Why is this constant penchant for Doing something or the other? This thought came to me strongly when I was meditating today. Unlike today, the other days when I meditate, I do some surya namaskarams, I become impatient because a thought came to me about a person I deal in office to whom I should have sent a email. Then I invariably hurry up my yoga and meditation - not a possibility when such "Do this" thought come to me.

So today I was contemplating on this question suddenly. I asked myself, who am I if Iam not doing any of this? Its pretty blank. The reason why Iam maniacally driven into "do something" is because I dont want to feel this blank. More because I dont know what it is. And no one around me seem to be visibly doing less. They all do more and they seem to do all the time something.

I feel in some sense the concept of 'time' is created within you when you "Do something". If you practice non-doing (How do you do that?) may be there is lot of time for obvious reasons. For example, come December and I have to plan on my vacation somewhere with my family. Then it creates a mountain of things to do before you go in a short span of time.

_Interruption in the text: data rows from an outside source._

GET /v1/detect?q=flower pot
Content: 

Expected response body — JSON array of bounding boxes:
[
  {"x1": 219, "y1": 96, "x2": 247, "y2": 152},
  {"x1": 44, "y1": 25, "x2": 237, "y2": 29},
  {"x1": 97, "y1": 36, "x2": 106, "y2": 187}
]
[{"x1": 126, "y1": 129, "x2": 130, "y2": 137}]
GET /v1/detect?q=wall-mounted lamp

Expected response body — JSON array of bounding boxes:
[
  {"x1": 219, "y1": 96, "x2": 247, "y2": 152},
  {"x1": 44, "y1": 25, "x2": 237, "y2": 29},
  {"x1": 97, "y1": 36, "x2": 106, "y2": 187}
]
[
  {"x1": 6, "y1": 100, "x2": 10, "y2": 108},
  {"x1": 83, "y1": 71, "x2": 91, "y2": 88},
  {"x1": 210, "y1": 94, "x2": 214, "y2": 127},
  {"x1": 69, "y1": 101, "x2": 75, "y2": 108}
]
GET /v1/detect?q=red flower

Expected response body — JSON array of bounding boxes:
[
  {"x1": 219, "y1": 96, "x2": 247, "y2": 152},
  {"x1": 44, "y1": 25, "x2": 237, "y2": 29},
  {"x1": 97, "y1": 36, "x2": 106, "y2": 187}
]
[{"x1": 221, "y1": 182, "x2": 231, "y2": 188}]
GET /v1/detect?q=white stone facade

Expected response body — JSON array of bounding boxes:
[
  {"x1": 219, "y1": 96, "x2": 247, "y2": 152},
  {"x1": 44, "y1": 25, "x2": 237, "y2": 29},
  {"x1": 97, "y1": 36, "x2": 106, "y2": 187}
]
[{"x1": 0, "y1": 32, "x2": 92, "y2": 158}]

Why am I not fine as is? Why should I do something to know Iam there. Yes, the 'I' gets created and often grown by this doing. If I do nothing, then there is less of what I have created as myself in the view of this world. There is a craving in every one to show to the rest of the world some identity of him. All these seem to be intricately woven and entangled.

Drop the doing , you drop the I and you drop the misery you undergo. You have more time to watch and decide on what really gives you the pleasure in life and do that fully. Most of us are fortunately indirectly guided towards something worthy of doing. But this is very less and a large part is filled with rubbish.